Wednesday, October 7, 2009

The Truth Shall Set You Free


My Mom, a person of deep faith, on more than one occasion assured me while I was growing up that if I would only fess-up to my alleged youthful indiscretions, my life would improve. Seems my Mom and the Federal Trade Commission have the same instruction manual. In the first major change in endorsement rules in nearly 30 years, the FTC’s new transparency rules apply to bloggers and user generated content.

While there is some wailing and gnashing of teeth, the Commission’s rules for disclosing endorsements are really common sense and in keeping with the best practices of social networking.

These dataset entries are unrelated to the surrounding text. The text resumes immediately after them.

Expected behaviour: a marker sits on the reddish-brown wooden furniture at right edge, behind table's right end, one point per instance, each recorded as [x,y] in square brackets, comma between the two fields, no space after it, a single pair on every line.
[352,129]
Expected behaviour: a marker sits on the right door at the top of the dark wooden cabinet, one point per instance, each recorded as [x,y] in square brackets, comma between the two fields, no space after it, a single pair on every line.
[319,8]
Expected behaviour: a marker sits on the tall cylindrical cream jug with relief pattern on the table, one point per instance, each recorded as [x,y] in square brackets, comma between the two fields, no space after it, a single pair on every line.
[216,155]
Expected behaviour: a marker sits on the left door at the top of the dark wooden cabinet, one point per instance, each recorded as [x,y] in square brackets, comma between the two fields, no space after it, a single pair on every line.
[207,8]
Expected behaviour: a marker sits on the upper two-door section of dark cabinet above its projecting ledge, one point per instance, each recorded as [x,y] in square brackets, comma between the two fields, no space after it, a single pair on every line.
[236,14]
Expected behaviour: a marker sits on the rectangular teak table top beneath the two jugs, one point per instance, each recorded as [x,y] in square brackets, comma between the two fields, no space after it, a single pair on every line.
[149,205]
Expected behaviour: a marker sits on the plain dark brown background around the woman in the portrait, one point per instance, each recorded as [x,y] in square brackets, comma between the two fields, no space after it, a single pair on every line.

Transparency is at the heart of the new rules and bloggers and content creators who remember that will be fine.

Those who don’t may get to contribute $11,000 to the federal treasury.

If you’re a blogger or you create content for social media, all you have to do to comply is disclose you are being paid or provided with free product in exchange for your words or pictures. Most legitimate content creators do that now, but the FTC rule is a good reminder that transparency is the currency of the social media realm.

If, though, you’re rating products for hire, ghost tweeting or blogging for hire without revealing your sugar parent, then the new rules are trouble for you.

This is when my Mom would tell me that “be sure your sins will find you.” This time, though, it will be federal regulators who are watching.

P.S. – Mom, it’s possible I did relocate the neighbor’s fake pink flamingos from their yard in 1980. It’s been so long ago, I just don’t recall.